Managing the concerns without stifling the potential of AI is the key challenge facing regulators across the world. The US has chosen a hands-off approach, encouraging private sector investment and prioritising AI research and development. China has opted for a centralised system focused on economic development and societal governance. The EU has focused more on regulation emphasising transparency, accountability, and protection of human rights. This includes proposed new regulations to establish standards for AI development and deployment, including strict rules for high-risk AI applications and biometric data usage, aiming to build trust in AI through transparency and accountability while ensuring safety and ethical considerations.
The UK has adopted what it is calling a pro-innovation approach by enabling current regulators to determine how best to adapt existing regulation to the deluge of AI development and progress using a set of common principles.
Whichever approach is adopted, a new regulatory mindset will be required to keep up with the pace of change.
A balancing act
A report by the Royal Society, “Machine Learning: The Power and Promise of Computers that Learn by Example” found that a lack of regulation around AI could lead to unintended consequences, such as biases in decision-making algorithms, job displacement, and privacy violations. However, the same report also highlighted that overregulation could stifle innovation and limit the potential benefits of AI.

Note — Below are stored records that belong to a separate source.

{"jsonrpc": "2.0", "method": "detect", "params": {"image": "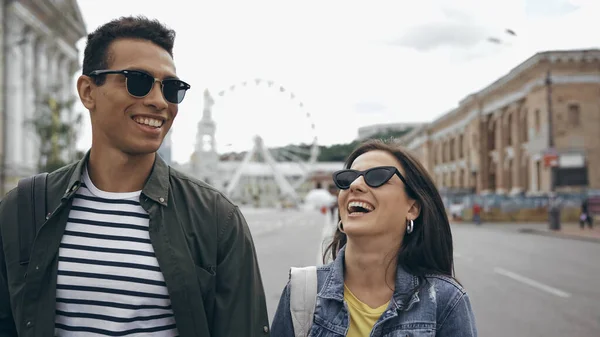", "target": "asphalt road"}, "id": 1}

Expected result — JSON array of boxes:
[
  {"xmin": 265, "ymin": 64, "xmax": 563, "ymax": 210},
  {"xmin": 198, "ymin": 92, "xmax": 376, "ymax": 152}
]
[{"xmin": 244, "ymin": 210, "xmax": 600, "ymax": 337}]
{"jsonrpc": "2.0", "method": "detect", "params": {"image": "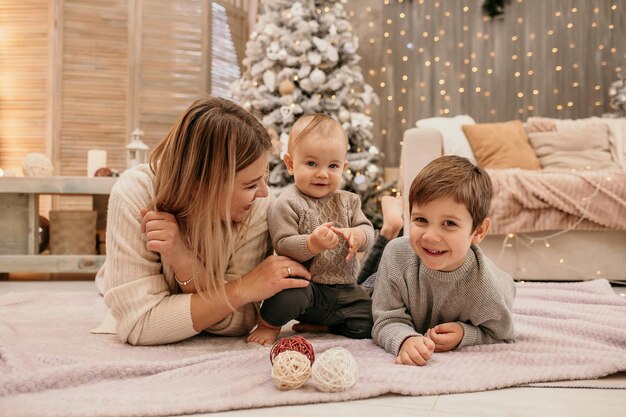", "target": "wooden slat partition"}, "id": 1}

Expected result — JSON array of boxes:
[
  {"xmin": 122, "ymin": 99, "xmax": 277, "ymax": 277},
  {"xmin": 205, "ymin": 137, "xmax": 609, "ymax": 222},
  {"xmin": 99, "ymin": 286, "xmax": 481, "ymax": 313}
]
[
  {"xmin": 0, "ymin": 0, "xmax": 52, "ymax": 175},
  {"xmin": 134, "ymin": 0, "xmax": 206, "ymax": 147},
  {"xmin": 347, "ymin": 0, "xmax": 626, "ymax": 166}
]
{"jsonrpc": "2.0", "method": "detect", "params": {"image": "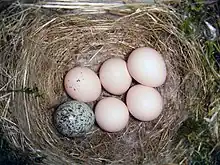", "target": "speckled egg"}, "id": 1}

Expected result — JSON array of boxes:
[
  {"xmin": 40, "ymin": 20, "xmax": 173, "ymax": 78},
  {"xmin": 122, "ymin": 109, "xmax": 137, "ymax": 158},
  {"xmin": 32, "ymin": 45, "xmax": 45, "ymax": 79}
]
[{"xmin": 53, "ymin": 101, "xmax": 95, "ymax": 137}]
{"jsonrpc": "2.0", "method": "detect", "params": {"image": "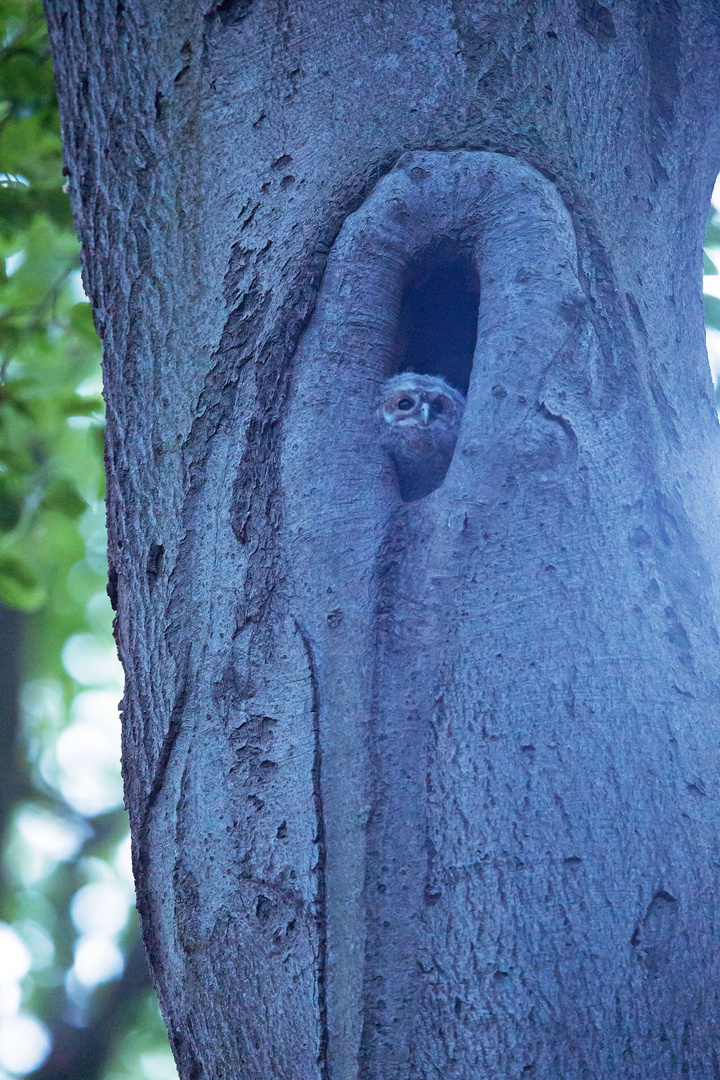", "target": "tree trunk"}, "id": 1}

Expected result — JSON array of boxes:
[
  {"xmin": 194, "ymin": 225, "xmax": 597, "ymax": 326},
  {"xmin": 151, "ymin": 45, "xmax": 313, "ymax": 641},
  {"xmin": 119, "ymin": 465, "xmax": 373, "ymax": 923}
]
[{"xmin": 47, "ymin": 0, "xmax": 720, "ymax": 1080}]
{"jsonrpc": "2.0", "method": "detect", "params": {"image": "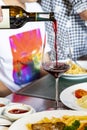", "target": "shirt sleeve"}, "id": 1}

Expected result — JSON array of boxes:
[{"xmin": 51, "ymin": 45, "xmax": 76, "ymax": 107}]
[{"xmin": 69, "ymin": 0, "xmax": 87, "ymax": 14}]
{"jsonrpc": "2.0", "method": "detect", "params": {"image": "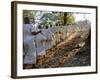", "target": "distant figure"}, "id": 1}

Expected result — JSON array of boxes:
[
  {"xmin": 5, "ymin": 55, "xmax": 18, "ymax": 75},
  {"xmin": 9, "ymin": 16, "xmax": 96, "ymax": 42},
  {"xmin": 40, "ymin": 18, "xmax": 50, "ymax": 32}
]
[{"xmin": 23, "ymin": 17, "xmax": 41, "ymax": 65}]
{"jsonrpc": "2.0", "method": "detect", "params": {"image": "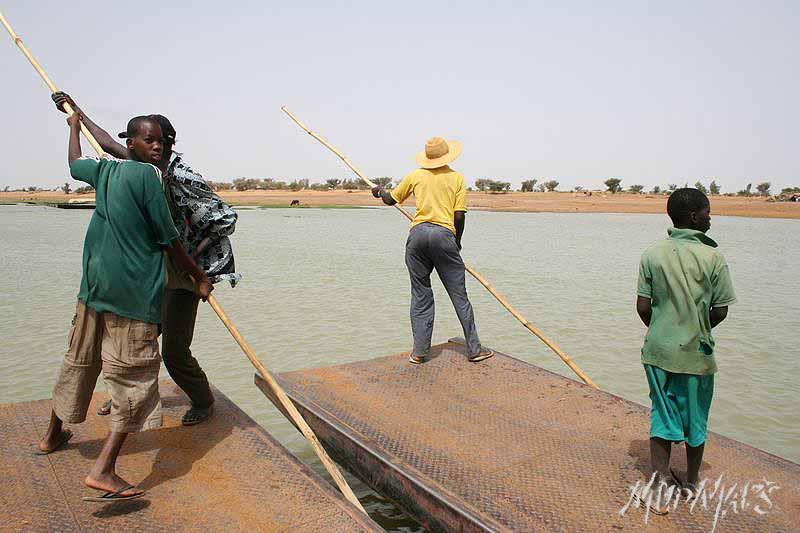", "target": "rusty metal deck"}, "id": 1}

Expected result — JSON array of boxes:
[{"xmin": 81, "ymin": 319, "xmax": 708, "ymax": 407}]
[
  {"xmin": 0, "ymin": 382, "xmax": 380, "ymax": 531},
  {"xmin": 256, "ymin": 342, "xmax": 800, "ymax": 531}
]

Regulation needs to strike a balance between encouraging innovation and managing ethical and societal concerns. It should prioritise transparency, accountability, and fairness while ensuring that the development and deployment of AI aligns with ethical values and benefits society as a whole.
Traditionally, a single regulator seemed to be the preferred route and it is encouraging that the UK government has chosen not to adopt this approach. Instead of giving responsibility for AI governance to a new single regulator, the White Paper calls for the existing regulators such as the Health and Safety Executive (HSE), Equality and Human Rights Commission (EHRC), and Competition and Markets Authority (CMA) to come up with their own approaches that suit the way AI is actually being used in their respective sectors. These regulators will be using existing laws rather than being given new powers. Each of these will need to recognise that the pace of change is so rapid and unpredictable and any creation of a choke point in AI regulation would stifle innovation.
Building public trust
As AI continues to advance, preventing artificial deception through responsible AI development and deployment practices will be vital. A 2021 study by the IEEE Global Initiative on Ethics of Autonomous and Intelligent Systems found that only 26% of the general public trust AI, while 73% of respondents believe that AI should be regulated. Public trust in AI remains low, and greater transparency, accountability, and ethical considerations in the development and deployment of AI systems will be needed to convince a sceptical public.
This can be achieved through the implementation of AI systems that provide clear and understandable explanations for their decisions. That should be underpinned by ways to hold them accountable for their actions, to make sure they are designed with ethical considerations in mind, and to educate users on the benefits and risks. There is also a need to collaborate with stakeholders to develop responsible and transparent AI systems. If regulators implement these measures, we can increase public trust and ensure AI’s successful integration into society.
A perpetual beta mindset to regulation
Critics have accused the government of taking a light-touch approach to AI regulation, but this criticism assumes that once a policy or framework is determined, it is set in stone. Historically, this has been the case for other disruptive technologies and has shown how being too prescriptive can limit innovation and hinder progress. What is actually needed is a “perpetual beta” mindset, where regulation continually changes and rapidly adapts to the developments in AI. This then supports a “test-learn-feedback-and-change” approach.
The whitepaper needs to develop its recommendations further on how the existing regulators will be able to achieve this. By embracing this agile-like approach, the government can strike the right balance between regulation and innovation and ensure that AI is developed and deployed in a responsible, ethical, and beneficial way. The current proposals are a good start, but more creative thinking and investment will be required to achieve truly pro-innovation AI regulation.